Hal ini sesuai dengan sabda Rasulullah SAW :
من مس ذ كره فليتوضأ
Artinya : “Barang siapa menyentuh dzakarnya, maka hendaklah ia berwudhu.”
Malikiyah : Mereka berpendapat bahwa wudhunya itu dapat batal disebabkan menyentuh dzakar dengan beberapa syarat berikut :
1. Orang yang menyentuh dzakarnya sendiri maupun dzakar orang lain.
2. Orang tersebut baligh, walaupun ia adalah seorang banci. Maka wudhu seorang anak kecil tidaklah batal akibat sentuhan itu.
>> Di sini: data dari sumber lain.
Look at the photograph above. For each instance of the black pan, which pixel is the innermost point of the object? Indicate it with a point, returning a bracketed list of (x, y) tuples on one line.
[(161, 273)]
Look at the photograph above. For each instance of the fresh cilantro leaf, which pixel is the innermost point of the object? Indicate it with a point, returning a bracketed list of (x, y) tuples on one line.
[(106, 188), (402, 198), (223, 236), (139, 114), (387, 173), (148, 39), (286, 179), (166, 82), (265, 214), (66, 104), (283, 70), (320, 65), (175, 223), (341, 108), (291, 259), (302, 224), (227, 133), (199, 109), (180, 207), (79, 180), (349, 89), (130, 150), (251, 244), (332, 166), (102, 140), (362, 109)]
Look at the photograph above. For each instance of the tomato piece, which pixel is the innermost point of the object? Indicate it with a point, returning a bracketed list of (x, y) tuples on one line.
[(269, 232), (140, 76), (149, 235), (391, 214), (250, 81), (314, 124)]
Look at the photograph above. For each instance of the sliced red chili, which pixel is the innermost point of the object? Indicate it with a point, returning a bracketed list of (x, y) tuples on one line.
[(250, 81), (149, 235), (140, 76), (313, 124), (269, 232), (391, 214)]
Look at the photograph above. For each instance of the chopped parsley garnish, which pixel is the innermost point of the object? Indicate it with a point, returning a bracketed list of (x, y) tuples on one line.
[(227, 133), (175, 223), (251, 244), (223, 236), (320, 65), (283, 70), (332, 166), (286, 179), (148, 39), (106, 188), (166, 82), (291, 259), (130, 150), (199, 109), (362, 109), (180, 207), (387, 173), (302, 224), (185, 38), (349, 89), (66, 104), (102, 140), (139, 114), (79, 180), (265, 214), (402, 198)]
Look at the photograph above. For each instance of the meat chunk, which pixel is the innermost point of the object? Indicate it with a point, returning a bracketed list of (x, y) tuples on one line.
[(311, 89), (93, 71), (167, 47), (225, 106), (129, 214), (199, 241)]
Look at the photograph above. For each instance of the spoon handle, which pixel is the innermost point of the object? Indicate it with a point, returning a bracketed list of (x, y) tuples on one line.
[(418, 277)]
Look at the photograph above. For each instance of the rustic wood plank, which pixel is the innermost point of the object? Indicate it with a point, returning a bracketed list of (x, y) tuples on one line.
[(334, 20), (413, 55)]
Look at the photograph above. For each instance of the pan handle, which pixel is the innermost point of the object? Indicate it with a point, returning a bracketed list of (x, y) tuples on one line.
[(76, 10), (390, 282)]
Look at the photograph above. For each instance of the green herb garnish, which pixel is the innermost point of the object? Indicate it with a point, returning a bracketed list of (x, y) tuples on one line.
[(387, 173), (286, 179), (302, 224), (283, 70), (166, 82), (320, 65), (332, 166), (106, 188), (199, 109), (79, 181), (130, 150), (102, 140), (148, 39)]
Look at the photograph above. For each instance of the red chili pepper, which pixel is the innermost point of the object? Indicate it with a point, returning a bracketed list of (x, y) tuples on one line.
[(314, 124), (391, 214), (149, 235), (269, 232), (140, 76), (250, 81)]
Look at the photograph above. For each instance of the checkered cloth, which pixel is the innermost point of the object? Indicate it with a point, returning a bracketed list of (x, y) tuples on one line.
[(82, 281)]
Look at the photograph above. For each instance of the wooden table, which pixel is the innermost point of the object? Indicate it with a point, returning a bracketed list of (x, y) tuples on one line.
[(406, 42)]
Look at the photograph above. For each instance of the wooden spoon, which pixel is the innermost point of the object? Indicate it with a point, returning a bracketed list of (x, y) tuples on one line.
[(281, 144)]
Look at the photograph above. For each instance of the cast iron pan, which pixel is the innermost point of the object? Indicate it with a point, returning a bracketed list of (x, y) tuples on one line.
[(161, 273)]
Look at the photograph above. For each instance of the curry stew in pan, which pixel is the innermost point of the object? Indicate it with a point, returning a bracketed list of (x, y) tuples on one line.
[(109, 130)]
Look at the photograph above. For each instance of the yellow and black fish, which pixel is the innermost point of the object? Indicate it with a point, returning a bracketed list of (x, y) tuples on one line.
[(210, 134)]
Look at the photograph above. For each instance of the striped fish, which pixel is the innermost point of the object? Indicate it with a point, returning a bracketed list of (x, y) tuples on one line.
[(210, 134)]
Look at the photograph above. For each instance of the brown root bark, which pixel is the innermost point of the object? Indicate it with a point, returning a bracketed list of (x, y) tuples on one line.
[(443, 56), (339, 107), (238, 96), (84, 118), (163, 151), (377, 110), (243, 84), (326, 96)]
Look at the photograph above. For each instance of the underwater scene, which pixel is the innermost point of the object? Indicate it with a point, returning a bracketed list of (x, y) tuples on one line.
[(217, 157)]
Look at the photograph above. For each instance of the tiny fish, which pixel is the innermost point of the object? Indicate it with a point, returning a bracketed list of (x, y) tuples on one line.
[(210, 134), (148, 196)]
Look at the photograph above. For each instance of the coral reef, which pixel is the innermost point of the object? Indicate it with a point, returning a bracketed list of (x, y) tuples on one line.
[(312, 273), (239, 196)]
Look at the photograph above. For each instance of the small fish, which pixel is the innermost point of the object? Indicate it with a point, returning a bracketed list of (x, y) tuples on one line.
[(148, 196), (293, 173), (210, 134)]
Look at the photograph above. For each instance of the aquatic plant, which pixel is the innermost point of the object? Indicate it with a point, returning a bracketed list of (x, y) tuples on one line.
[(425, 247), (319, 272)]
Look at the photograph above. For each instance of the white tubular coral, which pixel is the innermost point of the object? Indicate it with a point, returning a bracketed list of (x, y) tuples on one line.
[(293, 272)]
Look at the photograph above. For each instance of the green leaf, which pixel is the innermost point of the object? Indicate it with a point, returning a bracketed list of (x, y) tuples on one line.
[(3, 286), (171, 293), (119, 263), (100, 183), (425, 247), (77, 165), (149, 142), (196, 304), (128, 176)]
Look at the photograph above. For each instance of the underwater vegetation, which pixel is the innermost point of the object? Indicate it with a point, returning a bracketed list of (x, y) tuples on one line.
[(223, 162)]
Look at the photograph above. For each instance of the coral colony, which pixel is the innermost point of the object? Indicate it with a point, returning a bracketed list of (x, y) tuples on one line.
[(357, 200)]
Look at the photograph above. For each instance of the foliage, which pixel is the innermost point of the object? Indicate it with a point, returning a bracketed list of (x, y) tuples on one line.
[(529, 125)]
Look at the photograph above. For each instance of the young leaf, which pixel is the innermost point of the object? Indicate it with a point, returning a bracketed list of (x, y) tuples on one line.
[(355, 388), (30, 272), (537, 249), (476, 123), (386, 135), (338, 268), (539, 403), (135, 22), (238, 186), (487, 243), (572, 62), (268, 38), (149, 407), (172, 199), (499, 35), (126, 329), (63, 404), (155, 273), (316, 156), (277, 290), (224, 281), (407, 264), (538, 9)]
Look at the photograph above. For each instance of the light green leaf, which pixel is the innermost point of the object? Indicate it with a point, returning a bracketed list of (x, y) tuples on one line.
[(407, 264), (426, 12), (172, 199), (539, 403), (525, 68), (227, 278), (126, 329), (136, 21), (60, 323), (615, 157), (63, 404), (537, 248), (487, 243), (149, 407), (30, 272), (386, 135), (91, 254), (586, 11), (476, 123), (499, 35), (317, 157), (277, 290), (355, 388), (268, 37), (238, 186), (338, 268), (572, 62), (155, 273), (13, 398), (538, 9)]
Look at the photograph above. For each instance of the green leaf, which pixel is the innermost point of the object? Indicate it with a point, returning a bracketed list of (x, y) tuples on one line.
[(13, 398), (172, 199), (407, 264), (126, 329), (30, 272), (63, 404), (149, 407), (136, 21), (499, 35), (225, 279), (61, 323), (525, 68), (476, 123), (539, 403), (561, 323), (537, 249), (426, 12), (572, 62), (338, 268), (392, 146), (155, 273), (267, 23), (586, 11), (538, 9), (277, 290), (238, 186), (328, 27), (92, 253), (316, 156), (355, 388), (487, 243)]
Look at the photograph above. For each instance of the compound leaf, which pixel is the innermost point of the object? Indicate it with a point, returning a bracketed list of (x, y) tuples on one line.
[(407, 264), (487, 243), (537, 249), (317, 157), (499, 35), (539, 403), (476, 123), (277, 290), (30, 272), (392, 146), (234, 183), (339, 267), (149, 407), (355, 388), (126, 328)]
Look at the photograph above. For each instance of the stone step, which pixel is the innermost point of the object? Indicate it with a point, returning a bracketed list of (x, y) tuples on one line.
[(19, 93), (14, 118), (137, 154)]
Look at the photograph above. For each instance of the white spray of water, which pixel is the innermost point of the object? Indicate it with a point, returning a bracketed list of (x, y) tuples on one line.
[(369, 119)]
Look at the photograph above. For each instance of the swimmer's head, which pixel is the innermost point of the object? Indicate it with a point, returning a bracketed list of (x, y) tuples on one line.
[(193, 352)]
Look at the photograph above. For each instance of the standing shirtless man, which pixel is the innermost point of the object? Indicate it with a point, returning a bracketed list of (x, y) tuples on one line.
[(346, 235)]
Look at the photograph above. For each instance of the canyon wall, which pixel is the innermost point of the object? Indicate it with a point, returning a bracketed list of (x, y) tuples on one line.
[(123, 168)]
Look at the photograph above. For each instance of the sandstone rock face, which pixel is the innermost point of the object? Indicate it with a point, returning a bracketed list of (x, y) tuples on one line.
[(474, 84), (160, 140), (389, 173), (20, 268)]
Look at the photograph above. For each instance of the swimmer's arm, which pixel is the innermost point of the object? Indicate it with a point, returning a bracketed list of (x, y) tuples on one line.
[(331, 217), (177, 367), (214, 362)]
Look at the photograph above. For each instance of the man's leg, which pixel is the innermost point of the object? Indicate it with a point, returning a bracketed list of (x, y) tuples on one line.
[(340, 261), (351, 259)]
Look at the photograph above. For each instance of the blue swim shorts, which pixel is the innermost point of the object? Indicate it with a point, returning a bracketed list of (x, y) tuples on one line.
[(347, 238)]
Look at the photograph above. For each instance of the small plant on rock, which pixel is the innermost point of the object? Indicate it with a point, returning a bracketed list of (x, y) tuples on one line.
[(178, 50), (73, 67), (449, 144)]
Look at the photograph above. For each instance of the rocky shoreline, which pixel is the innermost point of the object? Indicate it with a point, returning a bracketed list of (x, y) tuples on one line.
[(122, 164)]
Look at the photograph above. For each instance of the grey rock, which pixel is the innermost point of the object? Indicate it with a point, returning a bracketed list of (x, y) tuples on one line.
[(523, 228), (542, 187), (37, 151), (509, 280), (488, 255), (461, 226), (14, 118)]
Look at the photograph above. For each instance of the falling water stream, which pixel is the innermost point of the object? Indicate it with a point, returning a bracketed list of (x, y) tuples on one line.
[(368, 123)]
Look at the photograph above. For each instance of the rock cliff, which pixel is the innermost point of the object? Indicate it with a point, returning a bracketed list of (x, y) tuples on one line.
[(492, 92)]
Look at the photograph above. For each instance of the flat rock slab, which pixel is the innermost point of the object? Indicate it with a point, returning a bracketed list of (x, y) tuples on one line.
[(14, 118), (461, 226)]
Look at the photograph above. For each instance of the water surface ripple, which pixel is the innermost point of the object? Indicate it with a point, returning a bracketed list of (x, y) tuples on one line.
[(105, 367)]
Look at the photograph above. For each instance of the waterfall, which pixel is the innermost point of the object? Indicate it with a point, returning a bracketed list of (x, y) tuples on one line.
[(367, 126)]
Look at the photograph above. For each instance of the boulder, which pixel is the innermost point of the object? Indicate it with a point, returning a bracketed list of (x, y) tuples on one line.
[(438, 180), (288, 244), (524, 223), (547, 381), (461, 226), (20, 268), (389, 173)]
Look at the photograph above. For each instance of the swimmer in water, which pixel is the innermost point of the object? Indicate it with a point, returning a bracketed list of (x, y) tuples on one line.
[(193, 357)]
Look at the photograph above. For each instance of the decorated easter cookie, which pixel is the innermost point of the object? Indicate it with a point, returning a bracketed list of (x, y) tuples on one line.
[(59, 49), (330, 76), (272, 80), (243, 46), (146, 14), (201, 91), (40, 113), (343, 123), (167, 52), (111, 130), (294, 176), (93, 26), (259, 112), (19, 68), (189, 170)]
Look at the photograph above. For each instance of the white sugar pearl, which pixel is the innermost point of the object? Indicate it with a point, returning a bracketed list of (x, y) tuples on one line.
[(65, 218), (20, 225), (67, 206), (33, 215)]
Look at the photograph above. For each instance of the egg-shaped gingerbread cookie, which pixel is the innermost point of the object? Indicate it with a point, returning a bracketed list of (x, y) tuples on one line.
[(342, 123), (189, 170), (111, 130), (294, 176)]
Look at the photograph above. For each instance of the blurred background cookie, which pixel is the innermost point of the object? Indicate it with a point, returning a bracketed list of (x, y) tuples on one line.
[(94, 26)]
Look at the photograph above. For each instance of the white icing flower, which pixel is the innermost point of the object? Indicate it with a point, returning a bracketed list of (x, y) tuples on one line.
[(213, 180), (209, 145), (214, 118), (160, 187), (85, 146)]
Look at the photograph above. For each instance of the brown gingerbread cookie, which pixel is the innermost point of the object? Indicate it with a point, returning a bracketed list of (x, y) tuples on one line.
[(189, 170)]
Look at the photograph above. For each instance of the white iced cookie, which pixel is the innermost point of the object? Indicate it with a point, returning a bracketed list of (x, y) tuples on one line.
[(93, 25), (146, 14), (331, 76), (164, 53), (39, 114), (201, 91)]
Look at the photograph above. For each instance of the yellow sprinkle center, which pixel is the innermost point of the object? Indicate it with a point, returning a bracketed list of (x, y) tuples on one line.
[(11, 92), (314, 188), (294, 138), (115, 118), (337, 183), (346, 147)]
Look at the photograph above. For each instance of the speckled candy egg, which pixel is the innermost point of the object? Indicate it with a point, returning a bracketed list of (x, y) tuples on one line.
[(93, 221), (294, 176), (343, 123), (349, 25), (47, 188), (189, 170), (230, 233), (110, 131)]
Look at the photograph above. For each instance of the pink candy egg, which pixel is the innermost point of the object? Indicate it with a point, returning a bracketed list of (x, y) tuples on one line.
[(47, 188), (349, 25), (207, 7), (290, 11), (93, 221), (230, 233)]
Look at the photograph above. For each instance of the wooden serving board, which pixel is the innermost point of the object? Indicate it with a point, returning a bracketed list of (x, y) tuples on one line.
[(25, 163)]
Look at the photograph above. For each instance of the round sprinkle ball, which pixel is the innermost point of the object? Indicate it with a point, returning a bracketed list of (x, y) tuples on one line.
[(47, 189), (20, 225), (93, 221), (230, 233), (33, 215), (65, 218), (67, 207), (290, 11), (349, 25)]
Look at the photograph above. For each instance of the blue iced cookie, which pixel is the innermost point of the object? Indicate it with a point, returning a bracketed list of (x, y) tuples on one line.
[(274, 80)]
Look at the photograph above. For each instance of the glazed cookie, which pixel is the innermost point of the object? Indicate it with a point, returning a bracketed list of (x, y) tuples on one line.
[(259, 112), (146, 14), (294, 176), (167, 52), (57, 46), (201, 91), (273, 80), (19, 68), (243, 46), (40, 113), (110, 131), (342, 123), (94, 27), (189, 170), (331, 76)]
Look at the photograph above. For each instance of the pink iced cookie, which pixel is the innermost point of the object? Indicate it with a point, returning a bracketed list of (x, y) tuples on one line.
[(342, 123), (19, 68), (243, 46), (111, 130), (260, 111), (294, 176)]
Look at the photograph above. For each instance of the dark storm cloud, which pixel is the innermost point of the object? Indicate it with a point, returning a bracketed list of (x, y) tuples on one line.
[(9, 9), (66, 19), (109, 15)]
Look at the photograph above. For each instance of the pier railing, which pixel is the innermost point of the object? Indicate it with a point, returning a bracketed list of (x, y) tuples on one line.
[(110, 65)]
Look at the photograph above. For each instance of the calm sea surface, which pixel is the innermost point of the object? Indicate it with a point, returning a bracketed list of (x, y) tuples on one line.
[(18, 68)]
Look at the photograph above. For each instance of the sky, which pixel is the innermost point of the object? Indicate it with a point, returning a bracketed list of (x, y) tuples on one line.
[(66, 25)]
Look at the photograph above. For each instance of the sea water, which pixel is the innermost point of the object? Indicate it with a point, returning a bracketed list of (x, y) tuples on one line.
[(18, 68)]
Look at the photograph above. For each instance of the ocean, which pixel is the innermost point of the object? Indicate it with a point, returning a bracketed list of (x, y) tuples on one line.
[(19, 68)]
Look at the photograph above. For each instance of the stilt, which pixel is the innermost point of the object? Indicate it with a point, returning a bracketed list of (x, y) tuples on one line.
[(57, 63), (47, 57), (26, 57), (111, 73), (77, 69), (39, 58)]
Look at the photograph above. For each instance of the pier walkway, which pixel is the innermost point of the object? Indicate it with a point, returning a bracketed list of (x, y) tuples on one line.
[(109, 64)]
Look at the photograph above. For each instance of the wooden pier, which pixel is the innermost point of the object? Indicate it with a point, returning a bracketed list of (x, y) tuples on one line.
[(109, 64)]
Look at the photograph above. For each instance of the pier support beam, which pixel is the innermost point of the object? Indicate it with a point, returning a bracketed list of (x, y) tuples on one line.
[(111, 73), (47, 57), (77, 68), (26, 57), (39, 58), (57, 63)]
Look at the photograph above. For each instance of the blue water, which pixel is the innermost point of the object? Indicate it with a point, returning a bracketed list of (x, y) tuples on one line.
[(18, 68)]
3. Sentuhan itu tanpa pengahalang
4. Sentuhan itu dilakukan dengan menggunakan bagian dalam telapak tangan, atau bagian tepi telapak tangan, atau bagian dalam jemari tangan, atau bagian tepi jemari tangan, atau ujung jari sekalipun jari itu adalah jari lebih (yaitu) bila jari lebih itu sama dengan salah satu jari aslinya dalam menangkap rasa dan dalam berbuat. Maka wudhu itu tidak batal apabila ia menyentuh dzakarnya dengan anggota badan lainnya, seperti menyentuh dengan pahanya atau dengan lengan tangannya.
Syafi’iyah : mereka berpendapat bahwa wudhu itu dapat batal dengan menyentuh dzakar dengan menyentuh tempat potongannya (tempat sunatannya), dengan syarat berikut :
1. Tidak ada suatu penghalang.
2. Sentuhan itu dilakukan dengan menggunakan telapak tangan atau jemari tangan bagian dalam. Maksudnya, adalah bagian yang tertutup disaat kedua tangan itu dirapatkan satu sama lainnya dengan sedikit ditekan. Sehingga, menyentuh dzakar dengan menggunakan bagian pinggir telapak tangan atau ujung jemarinya dan dengan menggunakan bagian yang terdapat antara pinggir telapak tangan dan ujung jemarinya tidak membatalkan wudhu.[18]
• Ø Murtad
Hanafiyah : Mereka berpendapat bahwa wudhu itu tidak batal disebabkan karena murtad. Walaupun murtad itu dapat menghapus semua amal keagamaan yang banyak dan menggugurkan semua perbuatan yang berbentuk pengorbanan harta dan sebagainya.
Syafi’iyah : Murtad itu tidak membatalkan wudhu bila orang itu murtad dalam keadaan sehat dari penyakit beser dan semacamnya. Sedangkan bila orang itu beser, maka wudhunya batal dengan sebab murtad, karena kesuciannya itu lemah.[19]
1. B. Sebab-sebab Batalnya Wudhu Menurut Imam Ja’far Shadiq.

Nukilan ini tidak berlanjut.